Seorang warga melintasi pengamanan di kawasan Istana Negara, Jakarta,, Jumat (2/10/2018). Agendannya Massa umat Islam akan kembali menggelar unjuk rasa Seruan Nasional Aksi Bela Tauhid dari Masjid Istiqlal ke depan Istana Istana Negara. Ini merupakan aksi serupa yang kedua setelah aksi pertama pada Jumat, 26 Oktober 2018. AKTUAL/Tino Oktaviano

Jakarta, Aktual.com – Salah satu orator aksi Bela Tauhid 211 Irwan Syaifullah mengaku kecewa terhadap langkah kepolisian yang memasang kawat berduri dan membentuk pagar betis di dua ruas jalan Gedung Sapta Pesona, Kementerian Pariwisata, Jakarta Pusat, Jumat.

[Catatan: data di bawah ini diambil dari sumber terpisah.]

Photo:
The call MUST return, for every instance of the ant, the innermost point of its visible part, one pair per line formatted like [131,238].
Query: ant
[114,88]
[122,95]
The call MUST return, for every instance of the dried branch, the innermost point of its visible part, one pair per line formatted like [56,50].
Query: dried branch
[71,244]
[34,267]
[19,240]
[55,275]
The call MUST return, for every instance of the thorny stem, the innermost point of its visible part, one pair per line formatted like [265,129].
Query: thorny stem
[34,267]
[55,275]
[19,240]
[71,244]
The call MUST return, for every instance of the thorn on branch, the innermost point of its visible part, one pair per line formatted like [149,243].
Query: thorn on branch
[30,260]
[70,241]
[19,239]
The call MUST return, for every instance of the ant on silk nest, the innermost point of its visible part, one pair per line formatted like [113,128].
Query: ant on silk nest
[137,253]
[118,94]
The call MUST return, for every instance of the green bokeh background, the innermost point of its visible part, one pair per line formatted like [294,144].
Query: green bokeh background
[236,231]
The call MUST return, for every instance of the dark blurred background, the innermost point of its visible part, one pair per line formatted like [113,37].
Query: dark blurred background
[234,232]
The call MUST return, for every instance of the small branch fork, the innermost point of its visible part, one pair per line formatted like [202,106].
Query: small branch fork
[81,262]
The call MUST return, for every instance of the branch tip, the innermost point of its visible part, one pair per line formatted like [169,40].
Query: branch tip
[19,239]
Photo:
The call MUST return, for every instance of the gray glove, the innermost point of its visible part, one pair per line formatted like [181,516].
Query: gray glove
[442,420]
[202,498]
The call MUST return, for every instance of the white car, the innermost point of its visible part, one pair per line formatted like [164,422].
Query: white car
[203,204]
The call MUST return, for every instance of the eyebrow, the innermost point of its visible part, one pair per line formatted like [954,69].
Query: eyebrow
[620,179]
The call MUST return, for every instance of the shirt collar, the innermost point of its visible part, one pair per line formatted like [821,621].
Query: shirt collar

“Kami sudah mengajukan izin berunjuk rasa depan Istana Kepresidenan, tetapi saat hari H, justru polisi menghalangi kami untuk berunjuk rasa. Ada apa?” kata Irwan saat ditemui di tengah aksi, Jumat (2/11).

Irwan menyampaikan, Indonesia merupakan negeri demokrasi, tidak seharusnya aksi berunjuk rasa mendapat halangan dari penegak hukum.

Ia mengatakan, saat ini pihaknya masih bernegosiasi dengan pihak kepolisian agar kawat berduri dibuka, sehingga massa dapat bergerak ke seberang Istana Merdeka sebagaimana yang telah direncanakan semula.

Irwan menyampaikan bahwa aksi Bela Tauhid 211, diikuti oleh ribuan massa yang terdiri dari berbagai elemen masyarakat dari wilayah Jabodetabek, Garut, hingga Cirebon.